Tuesday 27 September 2016

To Famen and back - and still searching

This 9th century Tang Dynasty reliquary, made to hold a fragment of bone from (allegedly) the Buddha himself, is one of my favourite pieces of Chinese Buddhist art, and I was very much hoping to see it on my recent trip to China. But as I trailed round the museum of the Famen Temple at Xian, where it was discovered in the 1980s, it remained stubbornly out of sight. There were all manner of reliquaries on display: originally there were four separate sets containing three decoys (or “shadow bones”) and one true fragment. But I just couldn’t track this one down.
It’s not like it would be easy to miss. Standing around 38cm (15 inches) in height, it is made of dazzling silver-gilt studded with pearls. The base is shaped as a lotus throne, each petal containing an image of the Buddha. The richly adorned figure at the top is a bodhisattva, a celestial being who has chosen to remain on earth to help poor mortal souls (the most well-known bodhisattva is probably Avalokitesvara, worshipped as Guan Yin in the Chinese canon). Down on one knee, he holds up an ornate tray which would have contained the bone fragment (or decoy).
The inscription indicates a date equivalent to 871AD and suggests an imperial commission by the then Emperor Yizong, of whom history has nothing good to say (“unstable, cruel, inexperienced and capricious”, says historian Ann Paludan). In commissioning this piece however, Yizong was simply following a longstanding belief of Chinese Buddhism, which was that great offerings brought great spiritual merit. It didn’t really work for him: he was dead within two years and the Tang dynasty collapsed some forty years later.
I can’t really say why I like this piece, with its eye-smacking degree of bling. I think it’s because under it all, the craftsman has given the bodhisattva (with its slight incline of the head) a genuine air of wanting to do good which isn’t eclipsed by the gaudy jewels or the ghastliness of the imperial patron. He’s going to kneel there and offer that bone (or decoy) because that’s what a bodhisattva does: he doesn't give up on the world.
The discovery of the reliquaries is quite a story in itself. The Famen Temple (built on the site of a much older place of worship) blossomed from the late 6th century onwards as the Sui and Tang Dynasties, both devout Buddhists, came to power. In 1981, half of its famous pagoda collapsed in torrential rain (see below). When repair work began in 1987, an underground chamber was discovered containing a cache of precious religious artefacts, including the four sets of reliquaries.
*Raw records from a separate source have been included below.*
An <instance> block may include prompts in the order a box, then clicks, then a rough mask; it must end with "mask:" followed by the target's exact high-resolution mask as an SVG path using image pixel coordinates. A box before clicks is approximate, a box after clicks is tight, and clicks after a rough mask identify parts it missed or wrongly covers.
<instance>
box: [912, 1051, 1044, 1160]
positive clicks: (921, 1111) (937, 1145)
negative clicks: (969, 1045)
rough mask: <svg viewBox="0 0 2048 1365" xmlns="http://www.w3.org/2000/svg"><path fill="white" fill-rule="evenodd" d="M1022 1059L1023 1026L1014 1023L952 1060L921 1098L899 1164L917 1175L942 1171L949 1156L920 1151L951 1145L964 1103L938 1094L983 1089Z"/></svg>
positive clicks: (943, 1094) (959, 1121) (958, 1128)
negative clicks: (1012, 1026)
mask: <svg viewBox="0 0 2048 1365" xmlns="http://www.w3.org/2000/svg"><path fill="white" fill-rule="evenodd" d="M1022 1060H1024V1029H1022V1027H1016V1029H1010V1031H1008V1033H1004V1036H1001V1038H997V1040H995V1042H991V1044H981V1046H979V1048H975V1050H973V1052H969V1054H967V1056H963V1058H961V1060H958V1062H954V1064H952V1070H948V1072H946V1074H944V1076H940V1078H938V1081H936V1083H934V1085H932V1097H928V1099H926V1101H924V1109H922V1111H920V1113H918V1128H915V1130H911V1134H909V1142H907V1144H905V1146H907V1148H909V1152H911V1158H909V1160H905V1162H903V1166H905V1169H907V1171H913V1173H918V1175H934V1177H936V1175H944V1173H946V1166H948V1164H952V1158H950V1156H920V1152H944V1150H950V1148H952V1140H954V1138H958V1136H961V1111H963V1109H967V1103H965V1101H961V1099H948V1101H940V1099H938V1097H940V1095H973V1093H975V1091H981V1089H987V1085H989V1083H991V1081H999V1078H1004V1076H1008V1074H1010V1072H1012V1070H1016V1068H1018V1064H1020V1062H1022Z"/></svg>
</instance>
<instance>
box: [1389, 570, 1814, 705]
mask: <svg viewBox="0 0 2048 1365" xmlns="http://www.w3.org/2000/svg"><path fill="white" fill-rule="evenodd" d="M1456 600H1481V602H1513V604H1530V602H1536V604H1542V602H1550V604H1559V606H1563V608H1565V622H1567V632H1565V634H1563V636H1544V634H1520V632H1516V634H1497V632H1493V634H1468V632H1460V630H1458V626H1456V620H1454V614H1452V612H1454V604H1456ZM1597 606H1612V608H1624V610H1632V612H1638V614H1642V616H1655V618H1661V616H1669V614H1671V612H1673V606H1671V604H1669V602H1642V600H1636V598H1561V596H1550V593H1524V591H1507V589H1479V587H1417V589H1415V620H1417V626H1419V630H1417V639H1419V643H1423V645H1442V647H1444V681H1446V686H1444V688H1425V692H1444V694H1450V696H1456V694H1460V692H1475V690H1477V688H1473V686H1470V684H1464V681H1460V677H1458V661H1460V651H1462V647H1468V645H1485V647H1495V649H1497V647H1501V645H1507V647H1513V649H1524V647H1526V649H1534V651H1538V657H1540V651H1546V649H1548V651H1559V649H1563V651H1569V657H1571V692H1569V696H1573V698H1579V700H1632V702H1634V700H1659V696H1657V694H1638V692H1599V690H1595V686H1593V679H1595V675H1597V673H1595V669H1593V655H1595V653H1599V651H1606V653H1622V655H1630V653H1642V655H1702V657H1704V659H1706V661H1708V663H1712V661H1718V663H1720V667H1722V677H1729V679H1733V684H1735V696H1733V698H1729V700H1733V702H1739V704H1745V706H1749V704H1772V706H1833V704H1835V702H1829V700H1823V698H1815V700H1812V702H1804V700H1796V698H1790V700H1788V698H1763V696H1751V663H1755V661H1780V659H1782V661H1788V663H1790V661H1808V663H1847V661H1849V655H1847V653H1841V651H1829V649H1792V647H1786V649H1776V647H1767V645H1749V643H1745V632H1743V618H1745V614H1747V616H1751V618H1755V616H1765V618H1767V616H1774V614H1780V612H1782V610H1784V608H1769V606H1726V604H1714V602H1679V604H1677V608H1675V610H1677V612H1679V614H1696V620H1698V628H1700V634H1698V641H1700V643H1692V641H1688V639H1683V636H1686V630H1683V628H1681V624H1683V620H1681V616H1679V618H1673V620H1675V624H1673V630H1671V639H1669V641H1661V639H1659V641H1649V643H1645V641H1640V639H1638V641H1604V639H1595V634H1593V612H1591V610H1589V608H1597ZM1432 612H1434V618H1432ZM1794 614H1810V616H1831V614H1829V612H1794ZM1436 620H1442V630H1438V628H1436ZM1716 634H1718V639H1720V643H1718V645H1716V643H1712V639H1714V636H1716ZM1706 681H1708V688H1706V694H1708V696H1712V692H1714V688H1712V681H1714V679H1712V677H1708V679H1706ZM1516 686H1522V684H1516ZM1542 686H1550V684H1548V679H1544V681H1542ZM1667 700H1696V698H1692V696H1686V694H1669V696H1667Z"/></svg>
Today the temple and pagoda have been sensitively restored and look like this.

In 2009 however, the regional government and the temple authorities decided to expand the neighbouring plot of land to create a modern annexe, capable of accommodating the thousands of visitors from China’s burgeoning local tourism trade. So they built this.


Which is so vast that you have to get around on one of these.


But whatever you may think about 21st century bling, I really enjoyed my visit to the Famen, which is just as well as I may have to go back one day to see if I can find the bodhisattva.